The TSA has a trusted traveler program called PreCheck that is now available in many airports across the country. It allows you to speed through security, as those on the PreCheck list do not need to remove their shoes, laptops, liquids, belts and light jackets. (Click here to read more about TSA Pre-Check on my blog.)
3. Troubleshoot like a pro.
When things don’t go as planned and you get delayed, or when a late flight means a missed connection — don’t panic. Here’s what you can have on hand to help make a messy situation much more bearable:
- If you have a smartphone, make use of it. Find helpful apps (such as TripIt) that keep all your travel information organized, that keep you informed, and that provide helpful names and numbers (like mine!) at your fingertips when you need them.
- Program the numbers of your travel agent, airline, car rental service, hotel, and any other contact info into your phone. You can even temporarily organize them all under one name — for example, assign the “last name” of each item as “California Trip 2015,” and they’ll all appear listed in one location in your contacts for easy access. This way, if a logistical emergency occurs, you have the ability to reach me so I can help you find additional flights, make cancellations, reschedule pick-up/drop-off times, or notify the front desk of a late arrival.

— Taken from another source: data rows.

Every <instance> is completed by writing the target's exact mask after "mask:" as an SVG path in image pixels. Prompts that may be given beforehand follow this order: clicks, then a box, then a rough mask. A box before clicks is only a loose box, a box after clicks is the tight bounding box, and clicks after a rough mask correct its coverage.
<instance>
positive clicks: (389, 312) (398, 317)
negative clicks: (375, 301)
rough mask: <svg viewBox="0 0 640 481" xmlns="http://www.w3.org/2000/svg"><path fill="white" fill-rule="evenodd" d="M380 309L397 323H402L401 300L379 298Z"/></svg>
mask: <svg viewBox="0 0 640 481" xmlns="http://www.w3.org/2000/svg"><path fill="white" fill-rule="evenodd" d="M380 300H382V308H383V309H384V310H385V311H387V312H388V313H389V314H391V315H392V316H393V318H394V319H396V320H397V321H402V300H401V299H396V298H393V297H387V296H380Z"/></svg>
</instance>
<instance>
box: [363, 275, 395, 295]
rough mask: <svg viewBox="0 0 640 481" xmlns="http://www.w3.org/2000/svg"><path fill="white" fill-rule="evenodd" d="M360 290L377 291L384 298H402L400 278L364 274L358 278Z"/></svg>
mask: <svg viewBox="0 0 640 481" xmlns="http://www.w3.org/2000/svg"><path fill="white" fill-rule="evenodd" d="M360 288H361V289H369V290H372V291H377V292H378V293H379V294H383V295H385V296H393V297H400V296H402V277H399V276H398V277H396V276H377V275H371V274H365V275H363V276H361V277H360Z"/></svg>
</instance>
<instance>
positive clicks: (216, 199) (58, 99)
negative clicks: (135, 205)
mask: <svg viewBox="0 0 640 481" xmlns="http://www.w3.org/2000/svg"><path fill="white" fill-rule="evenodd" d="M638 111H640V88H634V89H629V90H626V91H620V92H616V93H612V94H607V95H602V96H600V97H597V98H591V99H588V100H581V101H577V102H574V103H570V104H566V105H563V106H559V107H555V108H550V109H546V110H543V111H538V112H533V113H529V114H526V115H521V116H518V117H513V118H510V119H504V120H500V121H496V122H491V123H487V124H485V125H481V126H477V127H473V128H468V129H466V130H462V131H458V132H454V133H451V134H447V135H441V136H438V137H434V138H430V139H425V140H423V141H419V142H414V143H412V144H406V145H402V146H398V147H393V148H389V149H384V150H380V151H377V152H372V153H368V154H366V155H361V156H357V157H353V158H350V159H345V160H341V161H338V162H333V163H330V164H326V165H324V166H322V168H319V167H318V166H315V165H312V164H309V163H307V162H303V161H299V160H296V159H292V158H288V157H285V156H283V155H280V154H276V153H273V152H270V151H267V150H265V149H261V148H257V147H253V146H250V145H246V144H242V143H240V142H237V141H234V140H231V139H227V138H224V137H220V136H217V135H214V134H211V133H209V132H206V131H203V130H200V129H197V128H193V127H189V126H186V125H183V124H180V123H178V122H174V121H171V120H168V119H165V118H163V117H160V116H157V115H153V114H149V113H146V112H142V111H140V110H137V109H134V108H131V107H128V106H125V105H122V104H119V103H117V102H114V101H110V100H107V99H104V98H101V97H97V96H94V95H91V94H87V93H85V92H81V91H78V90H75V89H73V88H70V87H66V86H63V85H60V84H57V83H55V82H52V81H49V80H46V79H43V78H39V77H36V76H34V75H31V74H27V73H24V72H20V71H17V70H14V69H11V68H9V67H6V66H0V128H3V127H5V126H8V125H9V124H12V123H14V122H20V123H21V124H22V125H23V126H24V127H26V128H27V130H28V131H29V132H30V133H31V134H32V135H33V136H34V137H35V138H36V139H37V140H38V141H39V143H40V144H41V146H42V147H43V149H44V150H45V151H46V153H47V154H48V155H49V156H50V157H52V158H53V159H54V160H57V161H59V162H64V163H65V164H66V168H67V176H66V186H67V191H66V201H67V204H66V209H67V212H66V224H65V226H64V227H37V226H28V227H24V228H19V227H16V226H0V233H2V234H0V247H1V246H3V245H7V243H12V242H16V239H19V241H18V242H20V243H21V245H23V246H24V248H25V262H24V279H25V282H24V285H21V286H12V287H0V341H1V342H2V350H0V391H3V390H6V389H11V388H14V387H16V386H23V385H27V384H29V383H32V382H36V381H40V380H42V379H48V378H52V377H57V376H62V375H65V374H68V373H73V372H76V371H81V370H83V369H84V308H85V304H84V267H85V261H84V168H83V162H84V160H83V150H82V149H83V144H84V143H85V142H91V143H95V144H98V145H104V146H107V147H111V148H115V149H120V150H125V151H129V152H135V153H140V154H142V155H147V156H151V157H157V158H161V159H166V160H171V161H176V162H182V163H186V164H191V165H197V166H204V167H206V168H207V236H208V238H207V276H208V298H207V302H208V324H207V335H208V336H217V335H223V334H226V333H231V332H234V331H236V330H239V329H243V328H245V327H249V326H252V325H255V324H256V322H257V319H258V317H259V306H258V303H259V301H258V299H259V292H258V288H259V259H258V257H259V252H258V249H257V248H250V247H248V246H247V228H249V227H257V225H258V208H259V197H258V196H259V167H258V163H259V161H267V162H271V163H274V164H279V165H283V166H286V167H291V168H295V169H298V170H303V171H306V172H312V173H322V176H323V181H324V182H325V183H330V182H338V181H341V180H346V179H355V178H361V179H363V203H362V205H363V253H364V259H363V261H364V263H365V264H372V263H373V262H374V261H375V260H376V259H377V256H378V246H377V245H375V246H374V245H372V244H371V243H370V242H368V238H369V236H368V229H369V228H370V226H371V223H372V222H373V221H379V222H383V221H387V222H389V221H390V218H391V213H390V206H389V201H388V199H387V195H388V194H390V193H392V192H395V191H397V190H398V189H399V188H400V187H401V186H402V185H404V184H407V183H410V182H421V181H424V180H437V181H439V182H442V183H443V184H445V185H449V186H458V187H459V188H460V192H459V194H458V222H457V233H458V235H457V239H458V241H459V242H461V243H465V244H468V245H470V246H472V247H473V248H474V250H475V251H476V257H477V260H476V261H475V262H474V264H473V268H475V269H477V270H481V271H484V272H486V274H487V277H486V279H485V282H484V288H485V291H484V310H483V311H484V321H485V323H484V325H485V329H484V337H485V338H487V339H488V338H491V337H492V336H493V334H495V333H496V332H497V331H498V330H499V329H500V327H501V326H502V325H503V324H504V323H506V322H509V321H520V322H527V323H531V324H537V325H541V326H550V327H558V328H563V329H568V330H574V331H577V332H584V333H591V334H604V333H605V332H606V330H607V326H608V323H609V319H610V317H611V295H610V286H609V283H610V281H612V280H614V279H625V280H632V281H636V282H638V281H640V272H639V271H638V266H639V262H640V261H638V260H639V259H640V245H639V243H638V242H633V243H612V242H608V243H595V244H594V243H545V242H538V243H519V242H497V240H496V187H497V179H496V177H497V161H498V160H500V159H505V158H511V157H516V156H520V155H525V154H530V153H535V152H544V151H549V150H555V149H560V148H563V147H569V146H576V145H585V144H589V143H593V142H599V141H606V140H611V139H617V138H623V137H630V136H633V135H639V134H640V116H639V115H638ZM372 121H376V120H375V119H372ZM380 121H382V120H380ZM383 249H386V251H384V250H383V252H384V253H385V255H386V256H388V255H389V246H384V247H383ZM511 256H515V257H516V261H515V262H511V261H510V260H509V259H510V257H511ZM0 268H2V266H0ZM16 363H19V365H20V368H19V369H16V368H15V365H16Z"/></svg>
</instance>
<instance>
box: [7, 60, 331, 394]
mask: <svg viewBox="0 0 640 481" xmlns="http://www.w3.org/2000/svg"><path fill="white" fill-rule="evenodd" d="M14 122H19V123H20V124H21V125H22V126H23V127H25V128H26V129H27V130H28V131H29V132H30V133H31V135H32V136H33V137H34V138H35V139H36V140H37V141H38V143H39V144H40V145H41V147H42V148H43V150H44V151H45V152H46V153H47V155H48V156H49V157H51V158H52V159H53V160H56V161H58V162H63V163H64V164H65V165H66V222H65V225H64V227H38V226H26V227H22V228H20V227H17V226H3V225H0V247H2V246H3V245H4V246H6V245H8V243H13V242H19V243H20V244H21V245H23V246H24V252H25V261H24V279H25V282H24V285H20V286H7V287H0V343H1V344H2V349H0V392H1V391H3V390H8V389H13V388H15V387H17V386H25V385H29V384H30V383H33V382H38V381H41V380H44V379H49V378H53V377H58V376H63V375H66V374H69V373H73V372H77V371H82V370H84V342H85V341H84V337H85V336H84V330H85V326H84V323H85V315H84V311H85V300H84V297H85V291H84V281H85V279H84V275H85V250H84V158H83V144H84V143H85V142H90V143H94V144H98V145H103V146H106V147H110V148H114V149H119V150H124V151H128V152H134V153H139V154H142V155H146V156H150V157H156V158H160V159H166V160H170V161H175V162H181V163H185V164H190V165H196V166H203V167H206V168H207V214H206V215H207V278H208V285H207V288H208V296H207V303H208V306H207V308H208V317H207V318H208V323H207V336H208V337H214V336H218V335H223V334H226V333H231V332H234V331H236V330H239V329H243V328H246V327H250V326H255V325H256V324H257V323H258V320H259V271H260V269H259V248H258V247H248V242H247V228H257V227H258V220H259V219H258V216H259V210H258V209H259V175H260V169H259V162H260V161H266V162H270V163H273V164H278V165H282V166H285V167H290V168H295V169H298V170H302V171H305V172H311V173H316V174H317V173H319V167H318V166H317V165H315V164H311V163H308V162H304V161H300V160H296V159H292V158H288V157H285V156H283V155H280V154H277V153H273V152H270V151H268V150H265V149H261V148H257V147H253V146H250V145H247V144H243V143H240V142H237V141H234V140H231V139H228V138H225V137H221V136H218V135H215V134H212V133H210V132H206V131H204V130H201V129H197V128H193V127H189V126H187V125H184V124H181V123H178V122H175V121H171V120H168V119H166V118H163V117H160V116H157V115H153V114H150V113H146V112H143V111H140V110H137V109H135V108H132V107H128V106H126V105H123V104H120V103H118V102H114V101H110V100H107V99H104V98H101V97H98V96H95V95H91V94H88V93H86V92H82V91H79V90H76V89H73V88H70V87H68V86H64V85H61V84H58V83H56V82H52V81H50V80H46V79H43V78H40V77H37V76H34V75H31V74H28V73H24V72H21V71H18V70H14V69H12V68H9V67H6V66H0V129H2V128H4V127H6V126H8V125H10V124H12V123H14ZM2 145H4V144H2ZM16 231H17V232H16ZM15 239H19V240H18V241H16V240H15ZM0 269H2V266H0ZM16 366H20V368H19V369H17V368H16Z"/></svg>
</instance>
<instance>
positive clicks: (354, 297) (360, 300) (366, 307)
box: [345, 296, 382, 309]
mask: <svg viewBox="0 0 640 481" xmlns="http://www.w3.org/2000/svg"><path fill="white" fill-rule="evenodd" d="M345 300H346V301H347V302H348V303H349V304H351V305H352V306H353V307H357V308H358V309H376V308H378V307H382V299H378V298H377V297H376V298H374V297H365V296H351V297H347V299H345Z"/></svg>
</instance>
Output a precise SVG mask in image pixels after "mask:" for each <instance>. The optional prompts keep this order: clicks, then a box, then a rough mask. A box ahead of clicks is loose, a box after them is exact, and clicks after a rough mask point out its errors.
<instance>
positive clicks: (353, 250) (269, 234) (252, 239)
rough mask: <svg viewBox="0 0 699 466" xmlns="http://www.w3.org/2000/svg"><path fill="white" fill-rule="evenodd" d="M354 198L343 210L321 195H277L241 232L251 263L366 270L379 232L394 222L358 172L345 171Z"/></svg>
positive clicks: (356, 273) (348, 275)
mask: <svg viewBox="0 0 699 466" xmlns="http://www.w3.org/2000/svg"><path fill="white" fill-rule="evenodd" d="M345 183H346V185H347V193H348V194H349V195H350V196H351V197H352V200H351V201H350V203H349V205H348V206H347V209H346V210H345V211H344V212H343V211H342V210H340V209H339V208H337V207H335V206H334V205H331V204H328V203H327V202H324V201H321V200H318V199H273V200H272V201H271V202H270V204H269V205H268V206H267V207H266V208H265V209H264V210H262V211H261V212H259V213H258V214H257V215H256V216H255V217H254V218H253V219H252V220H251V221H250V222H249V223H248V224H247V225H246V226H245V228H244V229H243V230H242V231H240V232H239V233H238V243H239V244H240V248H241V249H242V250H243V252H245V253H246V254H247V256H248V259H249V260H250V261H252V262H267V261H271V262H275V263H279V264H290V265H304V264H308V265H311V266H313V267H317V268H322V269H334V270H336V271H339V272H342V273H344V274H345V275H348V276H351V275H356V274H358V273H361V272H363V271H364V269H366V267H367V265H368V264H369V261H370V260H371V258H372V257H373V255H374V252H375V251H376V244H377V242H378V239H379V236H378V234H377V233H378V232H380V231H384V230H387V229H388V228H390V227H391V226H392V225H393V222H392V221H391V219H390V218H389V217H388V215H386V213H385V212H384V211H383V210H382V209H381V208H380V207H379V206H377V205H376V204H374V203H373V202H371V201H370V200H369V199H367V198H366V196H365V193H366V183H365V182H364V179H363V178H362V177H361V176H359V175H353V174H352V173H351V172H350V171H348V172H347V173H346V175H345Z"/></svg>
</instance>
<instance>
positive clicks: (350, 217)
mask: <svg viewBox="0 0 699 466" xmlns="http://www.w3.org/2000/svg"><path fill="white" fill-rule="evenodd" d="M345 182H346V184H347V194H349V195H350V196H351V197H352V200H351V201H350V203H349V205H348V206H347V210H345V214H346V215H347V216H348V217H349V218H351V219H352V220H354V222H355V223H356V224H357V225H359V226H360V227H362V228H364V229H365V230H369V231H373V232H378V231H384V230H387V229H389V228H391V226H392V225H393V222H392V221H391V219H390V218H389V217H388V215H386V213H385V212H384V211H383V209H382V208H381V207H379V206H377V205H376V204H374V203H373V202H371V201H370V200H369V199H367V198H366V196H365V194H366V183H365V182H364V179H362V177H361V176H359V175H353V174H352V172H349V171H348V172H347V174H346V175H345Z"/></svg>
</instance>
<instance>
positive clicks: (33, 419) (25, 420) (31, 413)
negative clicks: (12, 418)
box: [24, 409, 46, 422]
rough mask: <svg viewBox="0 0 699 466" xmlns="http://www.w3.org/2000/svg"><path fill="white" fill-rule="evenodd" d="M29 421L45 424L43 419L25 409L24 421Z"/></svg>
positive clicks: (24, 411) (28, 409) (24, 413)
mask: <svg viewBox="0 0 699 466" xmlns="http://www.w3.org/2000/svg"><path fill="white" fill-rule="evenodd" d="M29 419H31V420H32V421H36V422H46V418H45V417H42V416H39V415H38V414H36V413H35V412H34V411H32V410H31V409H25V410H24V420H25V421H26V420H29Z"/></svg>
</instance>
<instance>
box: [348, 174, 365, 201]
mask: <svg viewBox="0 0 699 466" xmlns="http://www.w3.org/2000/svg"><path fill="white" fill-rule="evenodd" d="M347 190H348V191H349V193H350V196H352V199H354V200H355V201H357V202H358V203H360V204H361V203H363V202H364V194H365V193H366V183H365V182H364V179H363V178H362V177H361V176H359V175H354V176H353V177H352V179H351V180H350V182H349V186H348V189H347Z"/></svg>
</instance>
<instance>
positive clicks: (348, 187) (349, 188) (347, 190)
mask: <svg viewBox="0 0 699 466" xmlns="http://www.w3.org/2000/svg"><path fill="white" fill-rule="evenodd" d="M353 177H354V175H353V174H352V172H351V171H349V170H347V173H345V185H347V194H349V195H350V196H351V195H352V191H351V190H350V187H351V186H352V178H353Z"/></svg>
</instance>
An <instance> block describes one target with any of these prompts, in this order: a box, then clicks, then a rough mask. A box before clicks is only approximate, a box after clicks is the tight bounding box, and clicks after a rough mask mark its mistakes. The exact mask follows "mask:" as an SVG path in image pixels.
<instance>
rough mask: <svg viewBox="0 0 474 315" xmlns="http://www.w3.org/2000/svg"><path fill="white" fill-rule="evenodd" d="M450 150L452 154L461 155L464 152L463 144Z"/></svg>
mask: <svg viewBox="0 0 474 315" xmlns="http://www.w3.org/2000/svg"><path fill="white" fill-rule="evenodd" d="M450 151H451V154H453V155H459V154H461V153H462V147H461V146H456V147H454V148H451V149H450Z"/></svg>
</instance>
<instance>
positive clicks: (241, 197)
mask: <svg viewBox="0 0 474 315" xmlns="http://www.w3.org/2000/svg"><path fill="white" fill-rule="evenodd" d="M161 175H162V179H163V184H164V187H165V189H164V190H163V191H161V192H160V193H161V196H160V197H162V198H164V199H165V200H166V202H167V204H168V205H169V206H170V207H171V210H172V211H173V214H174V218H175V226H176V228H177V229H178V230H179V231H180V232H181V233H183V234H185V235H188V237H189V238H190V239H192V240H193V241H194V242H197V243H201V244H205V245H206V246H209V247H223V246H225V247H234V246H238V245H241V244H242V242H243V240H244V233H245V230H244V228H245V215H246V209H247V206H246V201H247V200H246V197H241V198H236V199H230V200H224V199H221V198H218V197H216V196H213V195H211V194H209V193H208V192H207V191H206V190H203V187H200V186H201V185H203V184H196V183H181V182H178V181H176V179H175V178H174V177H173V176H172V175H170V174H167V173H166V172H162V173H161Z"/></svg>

4. Get Zen – or whatever your version of that is.
When you have everything organized, and you know you’re ready to go, then all that’s left to do is wait in line. Why not make the most of it? Focus on the excitement you feel about your trip. Talk to your family. Take deep breaths. If you’re not self-conscious, do some pre-travel stretches. Strike up a conversation with a stranger. Listen to a podcast. Get your mind in a place that’s positive and productive, and set the tone for your trip by focusing on what’s working and what you’re thankful for.
And, we know it’s tough sometimes, but don’t forget the one travel essential you cannot live without: patience. Everyone is in the same boat; everyone wants to get through the line. A smile and a “thank-you” can go a long way. I’ve known many people, including myself, who’ve been rewarded with unexpected surprises (baggage fees waived, or even a bump up) just for being polite when everyone else was falling apart. See where it gets you!